Bilim kurgu okurken, 1817'de şair Samuel Taylor Coleridge tarafından yazılan bir terimin "inançsızlığın askıya alınmasını" kullanmayı hızlı bir şekilde öğrendim. Buck Rogers'ın hikaye satırına dalmak için keyfini çıkarın hikaye - aya ve diğer gezegenlere gitmek gibi, imkansız olduğunu düşündüğüm şeylerin makul olduğunu kabul etmek zorunda kaldım. Tabii ki, 20 yıl sonra, aya gidiyorduk. Ve ne kadar çok okursam, bilim kurgu'nun birçok durumda bilim gerçekliğinin öncüsü olduğunu fark ettim.

Çok geçmeden Buck Rogers karakterinin 1928'de ortaya çıktığını görmüştüm - Neil Armstrong’un aya adım atamasından sadece 40 yıl önce. Philip Francis Nowlan tarafından "Armageddon 2419 A.D." adlı kısa bir öyküde yaratıldı. İnanılmaz Hikayeler adlı bir dergide. Komik bir şerit bir yıldan az bir süre sonra geldi ve o kadar başarılıydı ki, beş yıl sonra rekabetçi bir uzay gemisi macerası olan "Flash Gordon" ortaya çıktı.

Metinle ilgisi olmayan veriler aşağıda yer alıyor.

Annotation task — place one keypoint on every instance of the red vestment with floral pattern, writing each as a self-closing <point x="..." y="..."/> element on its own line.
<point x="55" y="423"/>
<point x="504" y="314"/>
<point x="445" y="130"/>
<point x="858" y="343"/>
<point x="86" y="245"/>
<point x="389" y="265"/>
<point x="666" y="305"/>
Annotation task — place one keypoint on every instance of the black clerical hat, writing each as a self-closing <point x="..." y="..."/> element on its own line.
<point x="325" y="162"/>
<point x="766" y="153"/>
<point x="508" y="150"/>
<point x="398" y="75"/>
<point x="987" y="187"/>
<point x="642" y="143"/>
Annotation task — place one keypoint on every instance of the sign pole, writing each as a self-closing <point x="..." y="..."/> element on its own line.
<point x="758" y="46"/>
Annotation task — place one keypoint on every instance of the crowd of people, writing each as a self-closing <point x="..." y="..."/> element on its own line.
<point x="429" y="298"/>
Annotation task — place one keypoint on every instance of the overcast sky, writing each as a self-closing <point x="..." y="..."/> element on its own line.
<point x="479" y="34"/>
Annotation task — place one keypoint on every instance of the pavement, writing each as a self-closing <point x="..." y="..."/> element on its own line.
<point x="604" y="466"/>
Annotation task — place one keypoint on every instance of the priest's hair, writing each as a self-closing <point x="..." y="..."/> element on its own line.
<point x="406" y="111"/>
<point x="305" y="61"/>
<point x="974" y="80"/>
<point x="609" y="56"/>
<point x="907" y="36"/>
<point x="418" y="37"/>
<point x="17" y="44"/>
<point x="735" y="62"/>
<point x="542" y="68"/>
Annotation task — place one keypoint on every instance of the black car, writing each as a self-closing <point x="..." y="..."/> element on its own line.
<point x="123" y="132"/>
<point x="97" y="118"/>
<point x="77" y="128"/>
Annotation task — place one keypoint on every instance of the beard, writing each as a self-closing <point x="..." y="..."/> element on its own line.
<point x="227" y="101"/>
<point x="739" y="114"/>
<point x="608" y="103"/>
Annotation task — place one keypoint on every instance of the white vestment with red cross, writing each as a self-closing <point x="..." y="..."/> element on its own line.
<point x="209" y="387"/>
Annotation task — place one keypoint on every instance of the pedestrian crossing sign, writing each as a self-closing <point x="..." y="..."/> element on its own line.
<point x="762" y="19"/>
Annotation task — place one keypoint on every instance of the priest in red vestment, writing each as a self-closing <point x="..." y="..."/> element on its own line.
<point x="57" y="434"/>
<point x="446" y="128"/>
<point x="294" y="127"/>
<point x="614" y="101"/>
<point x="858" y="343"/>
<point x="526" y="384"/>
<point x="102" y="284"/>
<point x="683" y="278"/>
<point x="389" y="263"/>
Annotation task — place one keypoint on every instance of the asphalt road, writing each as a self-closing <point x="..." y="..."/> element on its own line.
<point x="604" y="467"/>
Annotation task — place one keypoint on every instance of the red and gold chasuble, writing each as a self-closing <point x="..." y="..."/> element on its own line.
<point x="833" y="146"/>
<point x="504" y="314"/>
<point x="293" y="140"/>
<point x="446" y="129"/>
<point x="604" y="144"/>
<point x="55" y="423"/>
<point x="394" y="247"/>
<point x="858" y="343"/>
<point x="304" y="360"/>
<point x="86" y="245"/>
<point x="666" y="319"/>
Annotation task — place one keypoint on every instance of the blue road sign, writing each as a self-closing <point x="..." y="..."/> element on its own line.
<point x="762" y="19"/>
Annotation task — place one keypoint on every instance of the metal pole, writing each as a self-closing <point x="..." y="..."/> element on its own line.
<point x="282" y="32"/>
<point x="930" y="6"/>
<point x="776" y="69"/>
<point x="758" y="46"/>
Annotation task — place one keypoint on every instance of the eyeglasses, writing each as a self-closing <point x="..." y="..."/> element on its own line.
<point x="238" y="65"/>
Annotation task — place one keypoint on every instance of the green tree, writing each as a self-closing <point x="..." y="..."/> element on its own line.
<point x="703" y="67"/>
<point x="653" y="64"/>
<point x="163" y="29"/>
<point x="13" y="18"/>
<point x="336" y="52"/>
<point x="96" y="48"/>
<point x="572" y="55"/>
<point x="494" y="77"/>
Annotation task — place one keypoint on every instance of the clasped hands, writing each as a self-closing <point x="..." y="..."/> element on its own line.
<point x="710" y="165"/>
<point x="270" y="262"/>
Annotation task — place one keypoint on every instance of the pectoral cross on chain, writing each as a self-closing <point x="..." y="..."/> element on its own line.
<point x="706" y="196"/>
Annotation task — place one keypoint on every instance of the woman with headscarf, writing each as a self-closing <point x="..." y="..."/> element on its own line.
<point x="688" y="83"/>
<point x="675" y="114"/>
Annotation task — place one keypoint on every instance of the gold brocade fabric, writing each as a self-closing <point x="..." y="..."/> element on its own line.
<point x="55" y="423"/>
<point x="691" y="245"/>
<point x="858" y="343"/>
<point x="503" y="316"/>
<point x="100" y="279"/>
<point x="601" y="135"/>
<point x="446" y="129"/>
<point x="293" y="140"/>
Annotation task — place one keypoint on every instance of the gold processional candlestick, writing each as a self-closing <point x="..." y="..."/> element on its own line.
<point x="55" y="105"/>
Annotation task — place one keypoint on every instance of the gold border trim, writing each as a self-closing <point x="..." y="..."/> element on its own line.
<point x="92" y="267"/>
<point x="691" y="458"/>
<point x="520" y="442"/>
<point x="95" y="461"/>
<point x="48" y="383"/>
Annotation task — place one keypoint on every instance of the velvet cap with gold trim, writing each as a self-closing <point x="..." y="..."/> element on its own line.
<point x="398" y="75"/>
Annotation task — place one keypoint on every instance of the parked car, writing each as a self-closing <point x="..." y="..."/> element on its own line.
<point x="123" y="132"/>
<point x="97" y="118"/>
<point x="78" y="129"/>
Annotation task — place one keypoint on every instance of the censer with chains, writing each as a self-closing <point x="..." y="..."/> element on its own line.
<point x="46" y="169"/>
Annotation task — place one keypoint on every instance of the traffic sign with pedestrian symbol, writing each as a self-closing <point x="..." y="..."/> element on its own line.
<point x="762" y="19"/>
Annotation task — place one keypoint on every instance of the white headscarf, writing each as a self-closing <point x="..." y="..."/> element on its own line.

Aslında, bilim kurgu, 1900'lerin başından beri Fransız yazar Jules Verne ile ortaya çıkmıştır. (Bazıları Verne'i "bilim kurgu babası" olarak nitelendirirken, diğerleri bu unvanı İngiliz yazar HG Wells veya Amerikalı dergi yayıncısı Hugo Gernsback'e verir.) Verne, uçaklar, uzay gemileri veya denizaltılar icat edilmeden önce hava, uzay ve su altı seyahatleri hakkında yazdı. .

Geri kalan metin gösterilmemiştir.